Construction and career
Fabrication work for Iwo Jima began at Ingalls shipyard on 3 September 1996, and the ship's keel was laid on 12 December 1997. At the keel laying ceremony, United States Army Captain Jacklyn H. Lucas, who was awarded the Medal of Honor for his actions during while serving as a Marine at the Battle of Iwo Jima, placed his Medal of Honor citation in the hull of the ship, where it remains today. She was launched on 4 February 2000. USS Iwo Jima was christened by her sponsor, Mrs. Zandra Krulak, wife of General Charles C. Krulak, the former Commandant of the Marine Corps, in Pascagoula, Mississippi on 25 March 2000. The commissioning crew moved aboard in April 2001, and made the ship's maiden voyage on 23 June 2001, accompanied by more than 2,000 World War II veterans – many of them survivors of the Battle of Iwo Jima. She was commissioned a week later in Pensacola, Florida, on 30 June 2001.

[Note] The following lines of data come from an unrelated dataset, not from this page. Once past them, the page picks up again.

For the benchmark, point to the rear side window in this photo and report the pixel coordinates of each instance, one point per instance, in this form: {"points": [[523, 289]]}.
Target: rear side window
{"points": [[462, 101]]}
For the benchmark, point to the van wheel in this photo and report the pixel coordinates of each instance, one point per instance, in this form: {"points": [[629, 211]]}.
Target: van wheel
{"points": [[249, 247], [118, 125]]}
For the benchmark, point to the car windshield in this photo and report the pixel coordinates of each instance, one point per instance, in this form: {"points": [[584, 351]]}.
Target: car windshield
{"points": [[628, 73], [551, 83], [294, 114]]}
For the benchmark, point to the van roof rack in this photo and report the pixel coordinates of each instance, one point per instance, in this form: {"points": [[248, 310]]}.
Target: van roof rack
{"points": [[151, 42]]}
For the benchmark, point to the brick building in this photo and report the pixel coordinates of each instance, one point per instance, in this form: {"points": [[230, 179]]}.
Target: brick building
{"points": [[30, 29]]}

Shortly thereafter, the ship and crew began an accelerated Inter Deployment Training Cycle, which tested virtually every system on board in realistic combat conditions. Iwo Jima was also the first ship on the waterfront open to the public after the terrorist attacks of 11 September 2001. In 2002, Iwo Jima participated in Fleet Week in New York City.

Ship's history

2003

Iwo Jima and the Marines of the 26th Marine Expeditionary Unit (26 MEU) along with two other amphibious assault ships formed the Iwo Jima Amphibious Ready Group. Iwo Jima left port on 4 March 2003 in support of Operation Enduring Freedom and deployed Marines in April 2003 from the Mediterranean Sea into Northern Iraq for the Iraq War. In July 2003, Iwo Jima deployed to the coast of Liberia as part of JTF Liberia in response to the Second Liberian Civil War. During this operation, the Southern European Task Force (SETAF) as the command element of JTF Liberia and Iwo Jima with the 26 MEU landed Marines in Liberia to perform humanitarian assessments. "At its height, JTF Liberia consisted of over 5,000 service members from the SETAF headquarters, the 26th Marine Expeditionary Unit, the three-ship Iwo Jima Amphibious Ready Group, 3rd Air Force's 398th Air Expeditionary Group, U.S. Army Europe's 21st Theater Support Command, and Army Special Forces."

2004-2005
In 2004, Iwo Jima participated in Fleet Week. Iwo Jima served as the 2nd Fleet flagship in 2005, based out of Norfolk, Virginia.

Hurricane Katrina

On 31 August 2005, Iwo Jima was sortied to the Gulf of Mexico to provide disaster relief and to conduct support operations in the wake of Hurricane Katrina. Iwo Jima sailed up the Mississippi River to the city of New Orleans to directly support relief operations and act as the central command center for all federal, state and local disaster recovery operations.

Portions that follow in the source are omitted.